At first I thought the problem was the Kaiser web site (which admittedly is pretty gawdawful). Didn't have time to pursue it last week, because I was attending an all-day class Mon-Fri. Finally today, when I got the same Firefox error message, I tried to access kp.org via Microsoft Edge. Sure enough, it worked.
Then I searched Mozilla support, and found a closed message thread indicating that the problem had theoretically been "solved" by some sort of programming fix as of June 12th or thereabouts.

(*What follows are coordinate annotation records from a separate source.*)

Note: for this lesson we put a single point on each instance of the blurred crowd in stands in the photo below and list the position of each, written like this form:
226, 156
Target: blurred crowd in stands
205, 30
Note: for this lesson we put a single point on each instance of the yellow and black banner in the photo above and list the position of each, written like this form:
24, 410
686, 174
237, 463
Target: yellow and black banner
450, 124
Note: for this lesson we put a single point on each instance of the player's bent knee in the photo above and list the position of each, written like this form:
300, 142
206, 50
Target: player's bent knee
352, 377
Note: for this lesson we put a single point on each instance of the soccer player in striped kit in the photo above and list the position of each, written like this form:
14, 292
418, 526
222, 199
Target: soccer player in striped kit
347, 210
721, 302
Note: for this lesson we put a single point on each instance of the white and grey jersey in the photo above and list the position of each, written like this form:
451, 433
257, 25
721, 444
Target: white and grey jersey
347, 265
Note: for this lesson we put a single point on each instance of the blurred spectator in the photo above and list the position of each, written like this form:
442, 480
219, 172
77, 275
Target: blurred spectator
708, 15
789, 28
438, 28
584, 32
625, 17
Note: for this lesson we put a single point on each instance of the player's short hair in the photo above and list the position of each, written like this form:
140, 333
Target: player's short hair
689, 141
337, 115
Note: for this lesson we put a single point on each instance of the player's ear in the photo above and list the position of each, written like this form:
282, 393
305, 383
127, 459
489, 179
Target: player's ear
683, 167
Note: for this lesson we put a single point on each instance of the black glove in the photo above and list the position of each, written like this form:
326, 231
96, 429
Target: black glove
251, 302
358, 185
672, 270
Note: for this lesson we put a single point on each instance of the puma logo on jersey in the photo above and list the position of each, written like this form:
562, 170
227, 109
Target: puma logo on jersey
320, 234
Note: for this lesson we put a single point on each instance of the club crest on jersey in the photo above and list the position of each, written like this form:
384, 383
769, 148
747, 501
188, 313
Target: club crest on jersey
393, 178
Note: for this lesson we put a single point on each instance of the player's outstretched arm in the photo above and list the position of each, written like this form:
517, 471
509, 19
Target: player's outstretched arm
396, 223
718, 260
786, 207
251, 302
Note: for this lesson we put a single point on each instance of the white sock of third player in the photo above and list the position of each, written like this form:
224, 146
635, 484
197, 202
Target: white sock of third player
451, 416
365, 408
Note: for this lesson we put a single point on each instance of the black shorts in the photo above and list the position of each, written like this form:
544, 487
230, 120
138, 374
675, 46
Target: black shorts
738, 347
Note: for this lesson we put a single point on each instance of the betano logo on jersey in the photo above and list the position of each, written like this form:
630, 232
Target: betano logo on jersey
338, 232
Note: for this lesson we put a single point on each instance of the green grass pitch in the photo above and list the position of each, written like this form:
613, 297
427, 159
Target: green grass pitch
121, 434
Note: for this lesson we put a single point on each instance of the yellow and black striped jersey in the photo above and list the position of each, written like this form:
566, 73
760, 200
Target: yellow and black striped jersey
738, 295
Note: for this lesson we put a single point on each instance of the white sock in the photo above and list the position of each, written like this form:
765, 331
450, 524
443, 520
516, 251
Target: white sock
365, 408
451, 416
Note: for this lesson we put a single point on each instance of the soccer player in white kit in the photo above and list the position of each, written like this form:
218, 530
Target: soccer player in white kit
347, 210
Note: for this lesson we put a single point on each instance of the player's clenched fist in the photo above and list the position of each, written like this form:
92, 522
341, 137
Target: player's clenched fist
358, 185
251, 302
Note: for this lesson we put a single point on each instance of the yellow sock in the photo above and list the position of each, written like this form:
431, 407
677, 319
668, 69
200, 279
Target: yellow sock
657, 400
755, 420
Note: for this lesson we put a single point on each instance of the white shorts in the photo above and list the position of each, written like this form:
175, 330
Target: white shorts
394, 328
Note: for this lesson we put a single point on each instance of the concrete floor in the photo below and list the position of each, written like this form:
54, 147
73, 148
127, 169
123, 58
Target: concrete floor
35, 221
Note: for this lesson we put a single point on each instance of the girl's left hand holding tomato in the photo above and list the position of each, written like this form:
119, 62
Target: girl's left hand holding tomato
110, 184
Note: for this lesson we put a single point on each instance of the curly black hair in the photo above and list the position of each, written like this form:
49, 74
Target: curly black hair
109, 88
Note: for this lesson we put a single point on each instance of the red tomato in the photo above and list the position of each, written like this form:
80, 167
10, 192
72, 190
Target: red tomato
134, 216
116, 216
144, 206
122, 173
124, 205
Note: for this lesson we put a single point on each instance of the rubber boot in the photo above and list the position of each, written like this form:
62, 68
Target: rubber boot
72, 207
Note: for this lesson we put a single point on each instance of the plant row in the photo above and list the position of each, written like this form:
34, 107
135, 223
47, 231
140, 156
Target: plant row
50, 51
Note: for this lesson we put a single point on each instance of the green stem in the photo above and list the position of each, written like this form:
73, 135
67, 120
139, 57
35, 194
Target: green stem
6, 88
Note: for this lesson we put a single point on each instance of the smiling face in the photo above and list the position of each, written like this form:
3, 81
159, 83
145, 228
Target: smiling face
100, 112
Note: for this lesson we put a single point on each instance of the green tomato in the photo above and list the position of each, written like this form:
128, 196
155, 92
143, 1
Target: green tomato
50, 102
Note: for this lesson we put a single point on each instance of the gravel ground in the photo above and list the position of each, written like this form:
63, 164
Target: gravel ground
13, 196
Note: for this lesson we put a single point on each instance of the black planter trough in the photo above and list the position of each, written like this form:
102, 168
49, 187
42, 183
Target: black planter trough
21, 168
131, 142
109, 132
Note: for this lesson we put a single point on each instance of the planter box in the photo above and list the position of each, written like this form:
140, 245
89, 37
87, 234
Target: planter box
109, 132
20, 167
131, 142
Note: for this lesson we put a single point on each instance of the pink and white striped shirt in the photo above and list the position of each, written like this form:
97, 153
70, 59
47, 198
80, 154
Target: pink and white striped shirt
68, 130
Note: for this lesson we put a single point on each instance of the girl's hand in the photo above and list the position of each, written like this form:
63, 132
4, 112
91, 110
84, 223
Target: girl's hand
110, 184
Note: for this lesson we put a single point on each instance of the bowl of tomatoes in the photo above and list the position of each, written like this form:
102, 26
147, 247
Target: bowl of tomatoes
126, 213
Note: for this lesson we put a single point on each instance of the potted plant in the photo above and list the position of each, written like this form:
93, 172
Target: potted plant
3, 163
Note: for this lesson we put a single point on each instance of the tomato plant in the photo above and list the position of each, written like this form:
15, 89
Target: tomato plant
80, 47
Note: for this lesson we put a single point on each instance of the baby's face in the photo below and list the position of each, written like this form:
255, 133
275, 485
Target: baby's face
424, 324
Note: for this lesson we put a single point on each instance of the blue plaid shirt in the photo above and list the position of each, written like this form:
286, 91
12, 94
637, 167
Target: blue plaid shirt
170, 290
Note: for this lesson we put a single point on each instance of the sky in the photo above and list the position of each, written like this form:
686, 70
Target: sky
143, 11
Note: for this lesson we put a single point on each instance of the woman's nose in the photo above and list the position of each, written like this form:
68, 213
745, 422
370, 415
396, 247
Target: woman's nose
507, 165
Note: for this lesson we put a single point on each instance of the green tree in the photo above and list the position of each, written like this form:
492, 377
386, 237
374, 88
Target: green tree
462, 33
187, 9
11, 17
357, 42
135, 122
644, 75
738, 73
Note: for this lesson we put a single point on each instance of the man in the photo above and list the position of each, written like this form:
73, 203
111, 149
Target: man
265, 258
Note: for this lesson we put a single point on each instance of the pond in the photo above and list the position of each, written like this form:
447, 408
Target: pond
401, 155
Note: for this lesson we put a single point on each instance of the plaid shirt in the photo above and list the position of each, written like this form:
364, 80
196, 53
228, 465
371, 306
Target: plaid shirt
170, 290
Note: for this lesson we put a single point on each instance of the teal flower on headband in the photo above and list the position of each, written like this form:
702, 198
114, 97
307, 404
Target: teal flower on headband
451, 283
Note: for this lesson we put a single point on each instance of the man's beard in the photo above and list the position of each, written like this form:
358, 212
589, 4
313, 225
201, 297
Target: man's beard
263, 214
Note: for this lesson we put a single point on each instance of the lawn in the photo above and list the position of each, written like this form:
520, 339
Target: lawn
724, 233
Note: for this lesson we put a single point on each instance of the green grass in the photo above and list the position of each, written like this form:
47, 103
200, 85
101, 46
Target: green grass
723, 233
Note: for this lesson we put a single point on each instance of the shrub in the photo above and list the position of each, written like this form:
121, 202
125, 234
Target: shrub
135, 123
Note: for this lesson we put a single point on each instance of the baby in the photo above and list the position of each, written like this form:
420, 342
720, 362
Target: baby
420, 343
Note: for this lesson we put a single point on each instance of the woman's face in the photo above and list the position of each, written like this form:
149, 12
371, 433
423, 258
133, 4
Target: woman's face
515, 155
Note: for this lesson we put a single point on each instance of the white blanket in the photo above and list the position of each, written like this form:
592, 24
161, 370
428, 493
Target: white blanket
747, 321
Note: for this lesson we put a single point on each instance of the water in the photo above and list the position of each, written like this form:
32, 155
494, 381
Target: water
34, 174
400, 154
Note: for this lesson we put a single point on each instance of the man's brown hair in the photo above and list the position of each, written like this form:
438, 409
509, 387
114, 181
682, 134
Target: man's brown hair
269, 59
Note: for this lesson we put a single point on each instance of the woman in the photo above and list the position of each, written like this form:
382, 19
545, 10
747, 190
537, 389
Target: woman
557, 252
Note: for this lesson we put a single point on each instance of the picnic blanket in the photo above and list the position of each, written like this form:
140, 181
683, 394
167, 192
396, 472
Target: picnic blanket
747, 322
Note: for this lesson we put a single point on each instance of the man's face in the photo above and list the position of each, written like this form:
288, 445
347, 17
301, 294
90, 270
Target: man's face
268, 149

I do NOT want to switch to a browser maintained by Monopolists'R'Us. I still bear a grudge because about 30 years ago they killed or marginalized two of my favorite programs (Lotus and WordPerfect) by giving away Excel and Word for free with Windows. Even if I LIKED Microsoft, the default user interface is cluttered with too many cutesy-poo widgets and AS (artificial stupidity) "help" that I do not want. But I'm an old lady (84), and if I need to communicate with my health care providers, I will have to use whatever method works, no matter how much it galls me.
Hope you guys can find a fix to this problem that works for EVERYBODY (including me). Thanks for your attention.